The owner of famed Manhattan pizzeria Grimaldi’s was indicted Thursday on charges alleging he regularly refused to pay employees and stiffed them when he did.

Anthony Piscina, 63, and the manager of his Flatiron offshoot, Frank Santora, 71, pleaded not guilty in Manhattan Supreme Court to one count of scheme to defraud and seven counts of failure to pay wages for allegedly withholding $20,000 owed to seven employees at Grimaldi’s Coal Brick-Oven Pizzeria on Sixth Ave near W. 20th St. Both were released on their own recognizance. 

“Please, I have an emergency. My grandmother died. I need my money, please,” read a text message Piscina received from one unpaid worker, among several read aloud by Manhattan District Attorney Alvin Bragg at a press conference.

Text messages in cast against Grimaldi's owner, who has been indicted for wage theft.
Text messages in cast against Grimaldi’s owner, who has been indicted for wage theft.

“I sure need money to pay my rent. Please,” read another text.

Bragg said the messages were among dozens obtained by prosecutors showing employees pleading with the pizzeria owner to pay them what they were owed.

“We allege that for years, Grimaldi’s pizzeria owner Anthony Piscina and Manhattan manager Frank Santora schemed to defraud at least seven workers, pizza makers, salad preppers, bus boys and dish washers of … wages that they were entitled to for doing an honest day’s work,” Bragg said. “Wages that, as these text messages make devastatingly clear, were desperately, desperately needed.”

Manhattan DA Alvin Bragg is pictured on April 4, 2023, in Manhattan.
Manhattan District Attorney Alvin Bragg (Barry Williams for New York Daily News)

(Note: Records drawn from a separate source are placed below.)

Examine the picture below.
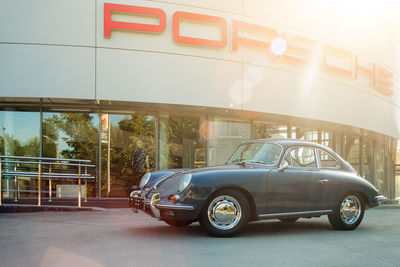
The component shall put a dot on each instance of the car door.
(296, 188)
(329, 184)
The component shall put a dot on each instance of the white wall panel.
(47, 21)
(275, 91)
(163, 78)
(231, 6)
(46, 71)
(362, 110)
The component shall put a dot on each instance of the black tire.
(237, 205)
(176, 223)
(289, 220)
(338, 220)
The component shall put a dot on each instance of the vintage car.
(263, 179)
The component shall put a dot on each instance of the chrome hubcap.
(224, 212)
(350, 209)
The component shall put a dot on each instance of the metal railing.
(35, 168)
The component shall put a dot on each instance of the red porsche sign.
(299, 49)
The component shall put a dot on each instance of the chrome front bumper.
(154, 205)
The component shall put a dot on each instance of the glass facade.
(128, 153)
(126, 145)
(224, 136)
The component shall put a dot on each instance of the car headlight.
(145, 180)
(185, 182)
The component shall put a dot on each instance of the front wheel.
(289, 220)
(349, 212)
(225, 213)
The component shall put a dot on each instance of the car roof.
(289, 142)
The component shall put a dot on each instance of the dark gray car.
(263, 179)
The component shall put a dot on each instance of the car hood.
(163, 175)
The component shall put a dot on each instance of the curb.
(12, 208)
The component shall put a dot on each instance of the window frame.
(330, 154)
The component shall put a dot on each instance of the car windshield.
(265, 153)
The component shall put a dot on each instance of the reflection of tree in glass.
(72, 136)
(183, 141)
(132, 150)
(13, 147)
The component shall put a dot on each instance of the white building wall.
(58, 49)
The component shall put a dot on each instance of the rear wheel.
(289, 220)
(225, 213)
(349, 212)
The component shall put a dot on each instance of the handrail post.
(85, 185)
(39, 182)
(50, 185)
(1, 189)
(79, 185)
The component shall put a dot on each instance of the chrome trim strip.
(175, 207)
(380, 199)
(301, 213)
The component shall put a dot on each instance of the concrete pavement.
(118, 237)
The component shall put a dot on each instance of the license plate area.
(138, 203)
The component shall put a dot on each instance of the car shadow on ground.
(267, 228)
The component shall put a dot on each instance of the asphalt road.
(121, 238)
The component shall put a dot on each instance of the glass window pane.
(259, 152)
(129, 154)
(326, 160)
(302, 157)
(71, 136)
(352, 151)
(19, 136)
(181, 143)
(19, 133)
(382, 179)
(224, 136)
(368, 161)
(269, 130)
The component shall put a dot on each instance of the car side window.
(327, 160)
(302, 157)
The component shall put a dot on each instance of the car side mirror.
(283, 166)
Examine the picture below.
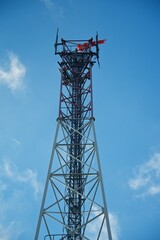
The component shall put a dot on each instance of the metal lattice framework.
(74, 205)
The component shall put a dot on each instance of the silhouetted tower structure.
(74, 205)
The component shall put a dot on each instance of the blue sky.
(126, 108)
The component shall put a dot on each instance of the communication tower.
(73, 204)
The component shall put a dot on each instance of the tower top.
(81, 47)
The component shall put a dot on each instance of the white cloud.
(147, 177)
(27, 176)
(10, 232)
(13, 77)
(114, 224)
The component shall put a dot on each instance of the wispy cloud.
(115, 228)
(146, 180)
(114, 224)
(13, 75)
(27, 176)
(10, 232)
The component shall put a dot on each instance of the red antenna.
(86, 45)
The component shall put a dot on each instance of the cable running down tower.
(74, 205)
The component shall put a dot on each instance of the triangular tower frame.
(74, 204)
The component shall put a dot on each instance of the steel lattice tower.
(74, 205)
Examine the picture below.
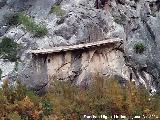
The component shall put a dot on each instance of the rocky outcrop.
(134, 21)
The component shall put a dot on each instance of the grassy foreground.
(65, 101)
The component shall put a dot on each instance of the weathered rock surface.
(132, 21)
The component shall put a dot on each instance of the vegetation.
(12, 19)
(0, 74)
(9, 49)
(21, 18)
(31, 26)
(139, 48)
(56, 9)
(17, 103)
(69, 102)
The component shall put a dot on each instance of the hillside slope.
(78, 21)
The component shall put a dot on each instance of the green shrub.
(56, 9)
(12, 19)
(31, 26)
(139, 48)
(9, 49)
(0, 74)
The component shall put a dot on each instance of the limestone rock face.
(131, 20)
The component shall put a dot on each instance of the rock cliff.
(134, 21)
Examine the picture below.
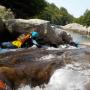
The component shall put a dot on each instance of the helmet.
(34, 34)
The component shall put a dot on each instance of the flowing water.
(80, 38)
(70, 77)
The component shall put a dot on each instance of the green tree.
(24, 8)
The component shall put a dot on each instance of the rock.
(37, 65)
(47, 34)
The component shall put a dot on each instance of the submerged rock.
(36, 66)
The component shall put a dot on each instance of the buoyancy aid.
(20, 40)
(2, 85)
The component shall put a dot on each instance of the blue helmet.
(34, 34)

According to the DA’s office, one busboy alone is owed $8,000 from his former boss. Prosecutors say Piscina and Santora, who appeared on “Fox & Friends” last summer to complain about a crackdown on wood-fired pizza ovens, strung their employees along amid not paying them, whether by giving them paychecks that bounced, paying them partially on money-sending apps, scheduling appointments to pay them and then standing them up, or paying them less than minimum wage.

“I’ve got three complaints on me. The state is not gonna do a thing,” Piscina is quoted telling one employee who threatened to call a lawyer, who he allegedly also prohibited from wearing a cap with an America flag because he wasn’t born in the U.S.

Prosecutors quote Piscina in another piece of correspondence with a different employee of six years saying, “I owe you $4,559,” noting that worker was never paid. 

An attorney for Piscina and Santora, Gerard Marrone, could not immediately be reached for comment.